I have just had a really crappy couple of days. Well... yesterday had a lot of crappy moments (though of course some good points)... and so far today is not looking so hot either. I hope things turn around though... I really do.
And the day started SO early, so it is just dragging on. Though I never really wish for any days to go by faster than they naturally do because I enjoy every moment I can get with my angels... today, though... has already been a long day... and it is not even 11 am yet. My baby boy decided to wake up at 5 am this morning. Normally, the earliest he gets up is at 7 am. So.. my body is a little extra tired... what is he doing now? He is sound asleep on the floor at my feet. (I took a picture and put it in my picture link thing at the bottom of the entry.) I was hoping he would wait until 11:30 to nap for the day... but he did not make it. Maybe I will be a really mean mommy and wake him up in a moment to see if I can get him to not "really" nap for a bit longer. (*edited at 2 pm due to not being able to immediately post it because of diaryland's major meltdown - he woke up right after I finished typing this, and was REALLY unhappy so I took him to his room... where he complained for a good 20 minutes before finally going back to sleep... though now he is still sleeping.) I have high hopes anyway. To add to the sleepy, cranky baby syndrome, he is also finally getting bottom tooth number 4. I can feel part of its sharp little edge through the gum... so I hope the rest makes it out by tonight. That probably caused the poor little guy to get up so early too.
And I had a ruff morning with my husband. I had noticed recently the spyware program I put on the computer... he has figured out how to turn off. And that just really pisses me off. I had figured I would ignore it.. but for whatever reason this morning I just let lose about it... and he started in with his nonsense crap about how *I* am wrong and it just got ugly. The bottom line is simple: If he had nothing to hide, he would not care what I record. But he takes a self righteous attitude (and gets that eat shit look on his face) about it that frankly, disgusts me. I am just to tired to deal with it right now though, so he will sit there in his overjoyed senseless glory and think he "won"... when he merely just put bricks back up in the wall I have been working so hard to destroy. I hope he is proud of himself.
The cherry on top - he won't even be home for Valentines Day. Not as in he has to work... that I expected... he will not even be in town. His going to the corporate office thing we have known was coming "sometime" in the future... and first off is not just one or two days... it is 4, and he will leave Sunday the 13th, and come back on the 17th. And this does not even bother him. Of course, I guess I should expect it, he has never cared much for Valentine's Day anyway... always spewing the "every day should be Valentine's Day" line at me and it should... but damn it I happen to enjoy it (the one "extra" special day).. and he has never cared about that at all. And never, ever made a big deal about it for me. And it means even more to me now that I have children and he still just doesn't care. The best Valentine's Day he ever gave me was when I was pregnant with my daughter... and well... we know what started happening right after that so I have simply tried to remove it from my memory... I just wanted a "real" Valentine's Day...

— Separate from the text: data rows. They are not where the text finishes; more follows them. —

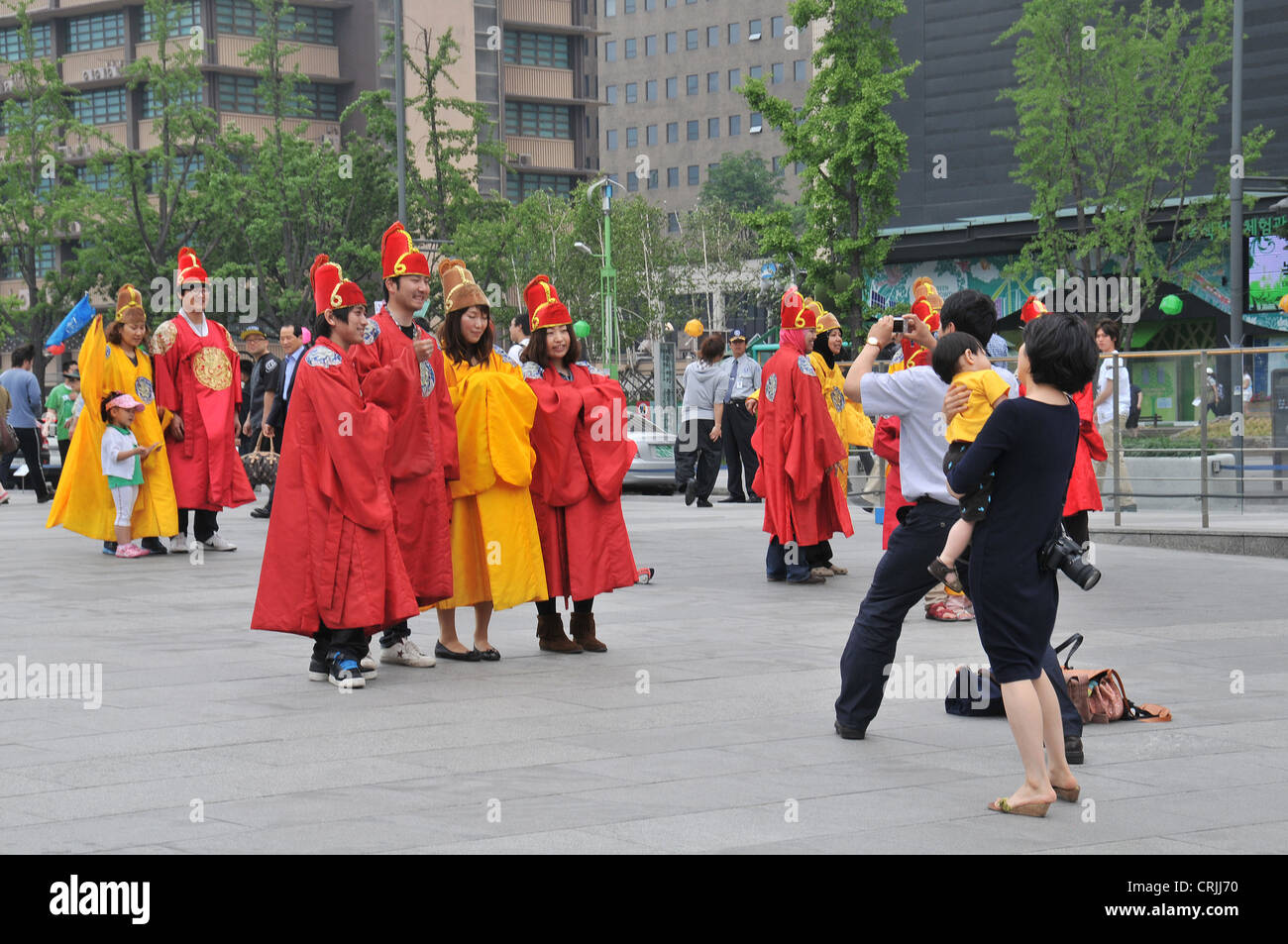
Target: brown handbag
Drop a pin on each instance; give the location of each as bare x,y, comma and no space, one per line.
1100,697
261,464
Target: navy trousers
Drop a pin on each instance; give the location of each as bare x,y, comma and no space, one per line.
901,581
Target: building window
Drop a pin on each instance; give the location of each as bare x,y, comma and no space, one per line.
243,18
537,50
188,17
518,187
11,43
151,110
97,31
532,120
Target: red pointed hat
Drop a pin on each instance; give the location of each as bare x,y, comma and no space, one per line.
794,312
1033,308
189,266
330,287
545,309
398,254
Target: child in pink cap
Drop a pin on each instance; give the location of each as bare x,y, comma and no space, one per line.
123,465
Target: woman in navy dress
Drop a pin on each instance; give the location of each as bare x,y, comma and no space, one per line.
1030,445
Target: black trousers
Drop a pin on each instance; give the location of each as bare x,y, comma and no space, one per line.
898,584
205,523
29,445
735,428
697,456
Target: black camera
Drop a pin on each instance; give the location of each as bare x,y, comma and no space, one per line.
1061,553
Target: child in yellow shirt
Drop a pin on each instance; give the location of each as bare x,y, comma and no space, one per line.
958,359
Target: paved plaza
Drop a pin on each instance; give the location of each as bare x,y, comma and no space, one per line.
707,726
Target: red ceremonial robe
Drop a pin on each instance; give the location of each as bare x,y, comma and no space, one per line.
583,456
1083,489
200,380
423,454
797,442
331,554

Of course he will argue he "has" to go to get his certification and such... and would I rather postpone that, therefore postponing his bonus eligibility which we REALLY need him to have right now... so I am simply screwed.
I am just really tired... and I really feel like shit - mentally and physically run down. So... if anything else "bad" or "drag me down" is going to happen anytime soon... hopefully it can just all happen today to get it the hell out of the way.
Just a quick update, now that I can FINALLY post this entry, I am feeling a bit better than I was earlier today.